La administración Trump intenta calmar las preocupaciones de los aliados sobre la retirada de las tropas de Siria.

El Departamento de Estado, el Departamento de Defensa y el asesor de seguridad nacional, John Bolton, emitieron el viernes unas declaraciones públicas en las que se esbozaba colectivamente una hoja de ruta para la aplicación de la decisión del presidente Donald Trump de retirar a las tropas estadounidenses de Siria, una medida que el presidente ha defendido firmemente después de más de una semana de críticas y signos de conflicto en los niveles más altos de la administración.

En el transcurso de unas pocas horas, tanto las agencias como el asesor de seguridad nacional de la Casa Blanca publicaron declaraciones individuales que sugieren que la administración está tomando medidas para iniciar la retirada completa de 2.000 soldados estadounidenses de Siria a pesar de un torbellino de controversias. El anuncio de Trump, hace más de una semana, sorprendió a los aliados de la región y provocó una controversia que culminó con la renuncia del secretario de Defensa James Mattis.

Aunque hay pocas pruebas que sugieran que las declaraciones fueron coordinadas, la oleada de actividades equivalió a una presión pública por parte de la administración para presentar la imagen de un frente unificado, en medio de indicaciones de que Trump ignoró el consejo de sus principales oficiales militares y de seguridad nacional.

La ola de comentarios públicos también se produjo a medida que la dinámica del poder en Siria parece estar cambiando, grupos respaldados por Estados Unidos en la región se preparan para el impacto de la retirada estadounidense, una decisión que Trump ha justificado citando la destrucción de ISIS, una afirmación que los funcionarios parecen contradecir en repetidas ocasiones.

El viernes pasado, una milicia kurda siria apoyada por Estados Unidos emitió un comunicado invitando al gobierno sirio a retomar el control de una zona  del norte de Siria de la que se han retirado para protegerla de lo que describieron como una futura “invasión turca”.

CNN informó anteriormente que la decisión de Trump sorprendió a los aliados en la región, pero las declaraciones del viernes del Estado, la Defensa y Bolton insistieron en que la administración ya está trabajando con socios clave para coordinar una retirada segura de las tropas estadounidenses y una entrega efectiva de responsabilidades de seguridad.

Horas después de que saliera a la luz la declaración de la milicia kurda, Bolton tuiteó que planeaba viajar a Israel y Turquía en el mes de enero para abordar la “próxima fase de la lucha contra el ISIS, cuando EE.UU. comience a enviar sus tropas a casa”, un anuncio que aparentemente tenía la intención de tranquilizar a los críticos.

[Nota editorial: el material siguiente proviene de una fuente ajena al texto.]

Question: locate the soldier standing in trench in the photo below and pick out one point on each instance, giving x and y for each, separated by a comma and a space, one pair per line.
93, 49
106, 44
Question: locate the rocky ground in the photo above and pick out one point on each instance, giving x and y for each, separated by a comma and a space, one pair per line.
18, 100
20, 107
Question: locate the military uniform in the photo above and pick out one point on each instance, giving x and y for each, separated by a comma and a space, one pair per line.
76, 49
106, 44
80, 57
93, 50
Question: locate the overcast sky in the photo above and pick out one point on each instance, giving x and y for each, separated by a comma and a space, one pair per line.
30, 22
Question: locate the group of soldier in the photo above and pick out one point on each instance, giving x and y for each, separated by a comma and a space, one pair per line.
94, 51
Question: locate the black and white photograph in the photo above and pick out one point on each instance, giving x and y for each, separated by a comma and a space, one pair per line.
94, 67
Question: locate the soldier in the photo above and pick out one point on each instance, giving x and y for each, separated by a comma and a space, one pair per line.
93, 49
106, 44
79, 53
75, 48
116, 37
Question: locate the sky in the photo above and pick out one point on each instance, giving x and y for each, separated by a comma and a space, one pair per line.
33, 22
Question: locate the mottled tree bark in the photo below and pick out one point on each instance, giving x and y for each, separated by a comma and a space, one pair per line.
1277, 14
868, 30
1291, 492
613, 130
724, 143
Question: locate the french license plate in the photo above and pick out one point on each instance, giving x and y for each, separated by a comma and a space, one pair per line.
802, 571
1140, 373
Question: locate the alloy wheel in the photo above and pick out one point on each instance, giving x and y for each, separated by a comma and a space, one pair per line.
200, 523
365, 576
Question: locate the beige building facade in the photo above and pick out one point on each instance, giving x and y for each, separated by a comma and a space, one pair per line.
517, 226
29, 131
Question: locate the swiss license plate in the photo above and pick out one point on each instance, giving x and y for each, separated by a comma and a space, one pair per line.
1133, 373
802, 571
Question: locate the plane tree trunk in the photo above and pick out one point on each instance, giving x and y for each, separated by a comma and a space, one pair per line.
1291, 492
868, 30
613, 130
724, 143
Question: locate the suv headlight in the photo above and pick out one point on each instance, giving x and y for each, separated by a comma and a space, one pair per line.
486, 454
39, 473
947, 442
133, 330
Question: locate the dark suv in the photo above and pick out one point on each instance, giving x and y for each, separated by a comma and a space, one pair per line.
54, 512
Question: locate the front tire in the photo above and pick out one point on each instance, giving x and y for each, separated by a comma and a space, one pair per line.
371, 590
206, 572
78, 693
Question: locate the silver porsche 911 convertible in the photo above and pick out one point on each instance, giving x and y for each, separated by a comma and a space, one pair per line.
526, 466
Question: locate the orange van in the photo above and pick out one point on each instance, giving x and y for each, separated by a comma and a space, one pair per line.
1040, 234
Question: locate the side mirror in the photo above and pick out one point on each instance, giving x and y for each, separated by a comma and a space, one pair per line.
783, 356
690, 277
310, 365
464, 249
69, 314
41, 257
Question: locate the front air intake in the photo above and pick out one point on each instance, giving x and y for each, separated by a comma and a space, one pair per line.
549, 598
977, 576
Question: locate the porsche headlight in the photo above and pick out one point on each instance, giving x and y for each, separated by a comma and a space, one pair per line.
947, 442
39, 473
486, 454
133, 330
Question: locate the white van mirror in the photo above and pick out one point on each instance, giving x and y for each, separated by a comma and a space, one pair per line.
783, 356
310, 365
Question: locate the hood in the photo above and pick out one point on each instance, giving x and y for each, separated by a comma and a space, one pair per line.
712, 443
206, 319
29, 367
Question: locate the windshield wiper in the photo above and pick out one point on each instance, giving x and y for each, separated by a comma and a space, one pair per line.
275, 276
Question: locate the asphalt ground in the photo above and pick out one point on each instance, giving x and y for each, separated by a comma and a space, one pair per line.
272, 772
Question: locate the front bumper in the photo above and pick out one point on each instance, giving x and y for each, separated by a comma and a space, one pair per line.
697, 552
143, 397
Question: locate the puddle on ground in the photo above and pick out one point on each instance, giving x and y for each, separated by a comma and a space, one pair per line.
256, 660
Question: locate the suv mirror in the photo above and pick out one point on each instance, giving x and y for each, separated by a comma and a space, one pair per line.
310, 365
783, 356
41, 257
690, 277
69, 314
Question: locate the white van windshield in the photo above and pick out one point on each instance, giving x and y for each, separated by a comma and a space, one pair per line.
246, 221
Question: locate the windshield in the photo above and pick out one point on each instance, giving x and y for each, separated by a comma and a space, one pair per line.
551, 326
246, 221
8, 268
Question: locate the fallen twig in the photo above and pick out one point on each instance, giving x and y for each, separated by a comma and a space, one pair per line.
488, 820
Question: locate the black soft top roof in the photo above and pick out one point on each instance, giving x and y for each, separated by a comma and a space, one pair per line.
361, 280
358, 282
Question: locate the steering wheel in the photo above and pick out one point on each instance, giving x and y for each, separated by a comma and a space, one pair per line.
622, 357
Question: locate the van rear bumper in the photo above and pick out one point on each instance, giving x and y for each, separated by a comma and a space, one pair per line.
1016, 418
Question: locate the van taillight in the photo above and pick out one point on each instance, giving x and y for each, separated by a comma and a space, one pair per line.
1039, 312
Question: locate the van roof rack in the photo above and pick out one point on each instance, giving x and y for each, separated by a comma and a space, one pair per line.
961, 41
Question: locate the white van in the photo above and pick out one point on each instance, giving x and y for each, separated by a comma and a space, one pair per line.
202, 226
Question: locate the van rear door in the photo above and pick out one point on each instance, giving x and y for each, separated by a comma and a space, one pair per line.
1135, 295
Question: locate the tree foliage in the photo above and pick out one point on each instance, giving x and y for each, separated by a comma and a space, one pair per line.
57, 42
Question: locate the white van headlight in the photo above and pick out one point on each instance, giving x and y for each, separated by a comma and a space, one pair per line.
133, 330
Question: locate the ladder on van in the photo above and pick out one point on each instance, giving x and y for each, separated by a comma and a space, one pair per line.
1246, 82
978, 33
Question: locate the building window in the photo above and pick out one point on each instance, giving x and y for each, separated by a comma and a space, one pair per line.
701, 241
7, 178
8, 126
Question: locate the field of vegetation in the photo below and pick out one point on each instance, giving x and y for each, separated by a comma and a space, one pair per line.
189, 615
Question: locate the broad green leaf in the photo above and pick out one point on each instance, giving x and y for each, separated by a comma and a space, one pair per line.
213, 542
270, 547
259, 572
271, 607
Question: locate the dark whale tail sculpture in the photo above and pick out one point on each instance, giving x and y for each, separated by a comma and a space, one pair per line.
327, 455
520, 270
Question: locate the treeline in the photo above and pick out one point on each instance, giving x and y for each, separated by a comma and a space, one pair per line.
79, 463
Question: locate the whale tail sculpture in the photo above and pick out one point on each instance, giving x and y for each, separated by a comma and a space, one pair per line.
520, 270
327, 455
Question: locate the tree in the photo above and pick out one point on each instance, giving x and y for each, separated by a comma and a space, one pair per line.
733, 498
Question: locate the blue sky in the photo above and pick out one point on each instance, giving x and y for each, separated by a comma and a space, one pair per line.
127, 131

“Espero visitar Israel y Turquía en enero. Discutiremos nuestro trabajo continuo enfrentando los desafíos de seguridad que tienen los aliados y socios en la región, incluyendo la siguiente fase de la lucha contra el ISIS, a medida que los EE.UU. empiecen a sacar tropas de Siria” escribió Bolton.

Poco después de que Bolton publicara su mensaje, el Departamento de Estado emitió su propia declaración reafirmando el apoyo de Estados Unidos al derecho de Israel a defenderse “contra las acciones regionales iraníes que ponen en peligro la seguridad nacional israelí”.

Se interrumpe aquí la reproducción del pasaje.